While this study is limited by the exclusion of female participants, it is important to recognize the different hemodynamic and sympathetic activity profiles of men and women36. We have chosen to focus first on men because they are at higher risk earlier in life. However, several female cohorts have been examined with the same protocol in our lab and results are being prepared for publication.

The fact that a slightly different stimulus protocol was used during nerve recording in our auxiliary cohort may be seen as a limitation, but since we calculate MSNA-inhibition based on the first stimulus in stimulus trains, we assume this issue has little or no impact.
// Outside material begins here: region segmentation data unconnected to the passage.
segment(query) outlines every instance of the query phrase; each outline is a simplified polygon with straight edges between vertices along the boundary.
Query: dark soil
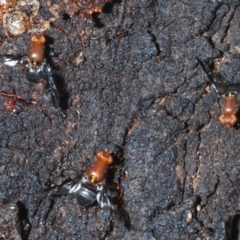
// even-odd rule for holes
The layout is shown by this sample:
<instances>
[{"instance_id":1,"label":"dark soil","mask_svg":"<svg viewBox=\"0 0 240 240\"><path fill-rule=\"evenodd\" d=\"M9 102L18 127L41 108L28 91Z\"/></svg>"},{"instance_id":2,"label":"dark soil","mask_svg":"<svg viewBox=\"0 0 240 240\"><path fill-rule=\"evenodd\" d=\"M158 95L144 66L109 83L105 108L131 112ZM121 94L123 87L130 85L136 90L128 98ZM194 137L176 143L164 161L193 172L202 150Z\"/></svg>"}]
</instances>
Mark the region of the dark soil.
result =
<instances>
[{"instance_id":1,"label":"dark soil","mask_svg":"<svg viewBox=\"0 0 240 240\"><path fill-rule=\"evenodd\" d=\"M0 239L240 239L240 129L220 125L196 62L221 59L240 82L239 1L122 0L94 20L60 6L44 34L66 118L24 69L0 65L0 92L25 99L8 111L0 95ZM40 14L51 15L45 1ZM29 33L0 38L1 54L30 46ZM37 194L101 149L115 156L130 229L70 196Z\"/></svg>"}]
</instances>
The stimulus regime for eliciting cortical responses was identical in both cohorts, and the circumstances during recording in a MEG-chamber and our microneurography lab are similar. The main difference was the longer duration of the simultaneous registrations used in our main cohort, which turned out to be taxing for some individuals as it resulted in diminished wakefulness.
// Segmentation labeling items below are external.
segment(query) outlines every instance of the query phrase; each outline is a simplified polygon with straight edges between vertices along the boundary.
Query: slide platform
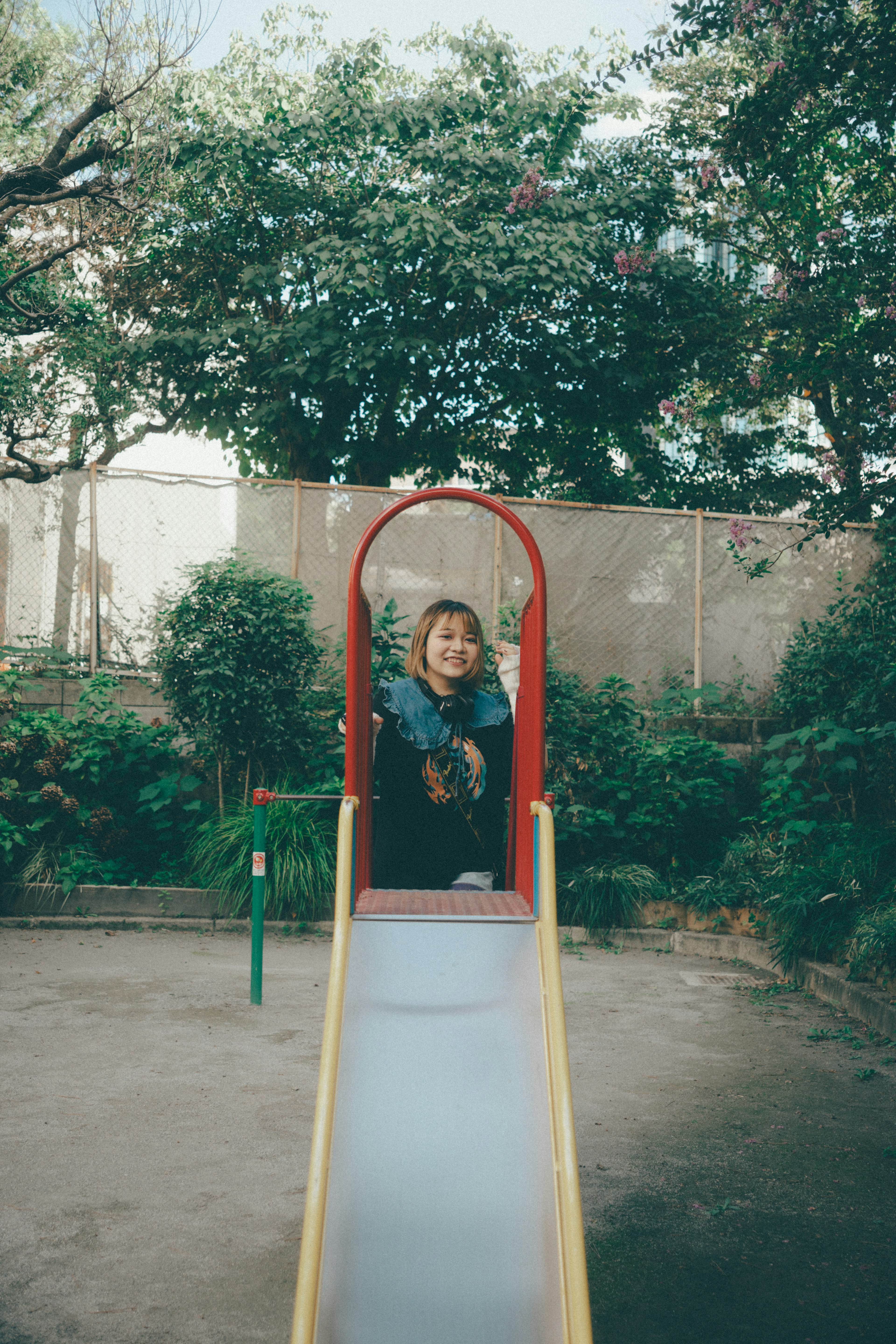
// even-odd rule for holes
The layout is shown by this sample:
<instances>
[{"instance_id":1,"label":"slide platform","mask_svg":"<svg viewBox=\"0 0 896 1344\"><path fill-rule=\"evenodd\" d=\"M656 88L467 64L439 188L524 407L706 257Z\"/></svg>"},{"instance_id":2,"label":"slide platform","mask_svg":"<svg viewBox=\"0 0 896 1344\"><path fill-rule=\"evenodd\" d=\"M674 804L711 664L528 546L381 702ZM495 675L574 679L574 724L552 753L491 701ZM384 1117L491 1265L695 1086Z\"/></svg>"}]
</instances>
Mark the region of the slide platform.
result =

Our limited EEG analysis exploration could be regarded as a limitation. However, the primary aim of this work was to explore the possibility of transferring the MEG-derived classification model for non-invasively characterizing sympathetic response profiles to the more clinically-accessible EEG. The analysis we performed herein was thus purposefully limited in scope to match that which we utilized successfully on our previous MEG data. It is also worth mention that we have attempted a variety of more complicated AI-based methods (including data augmentation, long short term memory, convolutional, and feedforward neural networks) to classify our previous MEG data related to MSNA, but to no avail. Because the EEG data obtained herein showed weaker correlations to MSNA than we have previously reported with MEG data, we elected not to pursue the development of AI-based classification methods on this EEG data.

Conclusions

The tendency for a relationship between increased spectral power in the beta band and significant MSNA-inhibition can be observed in EEG. While the analysis performed herein is not exhaustive, it was based on promising MEG-results. Because EEG-detected beta oscillations are relatively more vulnerable to myogenic noise (as compared to MEG), a more complicated experimental and/or analysis approach is therefore required if EEG-based measurements are to be utilized as a reliable and robust non-invasive surrogate method reflecting defense-related sympathetic inhibition in clinical routine. MEG thus remains as a more straightforward method for further research in the field due to its good spatial precision and excellent temporal resolution. Although the availability of MEG is somewhat limited at present, there are projects racing towards engineering a more accessible next generation system37,38. Our long-term aim with studying these defense-related MSNA responses is, for us and others, to explore the relationship between sympathetic defense reactions to external stimuli and circulatory homeostasis on a grander scale. The fact that these sympathetic responses have been shown to not be genetically determined22 suggests that there is potential to influence them in a homeostatically favorable direction.